Expression and maturation of CRISPR–Cas system
During the expression and maturation phase, the leader sequence situated upstream to the CRISPR loci, acts as a promoter and initiates transcription of the loci, giving rise to long precursor CRISPR RNA or pre-crRNA and subsequently, processing of this pre-crRNA into small and mature units, known as crRNA takes place (Pougach et al. 2010; Yosef et al. 2012; Wei et al. 2015).
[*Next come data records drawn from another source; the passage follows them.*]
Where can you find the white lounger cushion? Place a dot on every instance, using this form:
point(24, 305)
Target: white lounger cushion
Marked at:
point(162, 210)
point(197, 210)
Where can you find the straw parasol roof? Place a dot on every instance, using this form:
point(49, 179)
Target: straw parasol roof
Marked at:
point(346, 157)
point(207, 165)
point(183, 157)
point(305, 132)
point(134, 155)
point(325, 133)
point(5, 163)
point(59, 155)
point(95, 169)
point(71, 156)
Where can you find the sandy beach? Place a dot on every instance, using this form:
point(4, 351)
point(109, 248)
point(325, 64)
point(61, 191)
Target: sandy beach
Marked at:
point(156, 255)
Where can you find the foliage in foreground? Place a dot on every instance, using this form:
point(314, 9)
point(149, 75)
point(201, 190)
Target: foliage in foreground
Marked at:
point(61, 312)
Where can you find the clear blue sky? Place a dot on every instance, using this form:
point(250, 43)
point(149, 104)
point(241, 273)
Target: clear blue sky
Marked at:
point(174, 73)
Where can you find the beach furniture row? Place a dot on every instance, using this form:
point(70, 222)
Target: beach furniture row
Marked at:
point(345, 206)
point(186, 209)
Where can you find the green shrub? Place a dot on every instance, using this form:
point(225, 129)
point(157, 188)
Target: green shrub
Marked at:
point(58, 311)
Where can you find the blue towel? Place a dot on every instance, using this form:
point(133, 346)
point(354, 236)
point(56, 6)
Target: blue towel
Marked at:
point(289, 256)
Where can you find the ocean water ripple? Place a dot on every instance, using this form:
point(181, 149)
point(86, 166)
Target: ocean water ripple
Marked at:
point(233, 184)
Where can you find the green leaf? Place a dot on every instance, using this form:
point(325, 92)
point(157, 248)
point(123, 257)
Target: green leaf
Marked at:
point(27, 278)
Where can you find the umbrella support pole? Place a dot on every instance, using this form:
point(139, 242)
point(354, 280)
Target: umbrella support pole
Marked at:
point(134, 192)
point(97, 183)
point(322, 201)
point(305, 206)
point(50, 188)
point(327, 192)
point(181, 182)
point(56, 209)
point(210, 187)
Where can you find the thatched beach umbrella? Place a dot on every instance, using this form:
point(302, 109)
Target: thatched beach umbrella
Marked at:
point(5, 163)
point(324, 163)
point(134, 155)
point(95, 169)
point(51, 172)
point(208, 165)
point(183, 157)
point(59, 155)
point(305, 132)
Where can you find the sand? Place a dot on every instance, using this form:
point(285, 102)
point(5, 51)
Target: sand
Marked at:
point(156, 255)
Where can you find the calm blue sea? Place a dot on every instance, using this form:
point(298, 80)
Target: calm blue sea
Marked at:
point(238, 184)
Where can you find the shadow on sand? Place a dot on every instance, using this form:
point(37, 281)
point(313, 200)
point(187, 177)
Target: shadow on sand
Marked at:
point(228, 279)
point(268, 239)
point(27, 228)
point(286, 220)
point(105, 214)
Representation of crRNA is exhibited by joining of a spacer region (sequence showing complementarity to the foreign nucleic acid) at the 5′ end to repeat sequence at the 3′ end (Garneau et al. 2010; Barrangou 2015).
Interference of CRISPR–Cas system
During the interference phase, Cas–crRNA complex formed as a result of recruitment of Cas proteins to crRNA, detects the foreign MGEs via Watson–Crick base pairing of sequences that is complementary to the crRNA and hence, the targeted element is subjected to cleavage (Amitai and Sorek 2016). Existence of a small conserved sequence (2–5 bp) called protospacer adjacent motif (PAM) juxtaposed to target site in the invading nucleic acid is essential for identification between self and non-self nucleic acids by the Cas–crRNA complex (Mojica et al. 2009; Deveau et al. 2008; Westra et al. 2013).
Structure of Cas9 enzyme
Cas9 enzyme has enormous possibilities in genome engineering (Wilkinson et al. 2019). Cas9 is a DNA endonuclease and it possesses two RNA molecules, i.e., crRNA and transactivating crRNA (tracrRNA). It can detect and degrade any foreign nucleic acids and so, Cas9 is extensively used in the area of biotechnology for genome editing (Mali et al. 2013; Cong et al. 2013). Structurally, Cas9 has two lobes, i.e., nuclease (NUC) lobe and recognition (REC) lobe (Jinek et al. 2014; Nishimasu et al. 2014). NUC lobe comprises two nuclease domains, i.e., HNH and RuvC and a PAM interacting domain (PI) (Nishimasu et al. 2014). REC lobe consists of a Bridge Helix (BH) which is rich in arginine and is divided into three α-helical sub-domains, i.e., REC1, REC2 and REC3 (Wilkinson et al. 2019).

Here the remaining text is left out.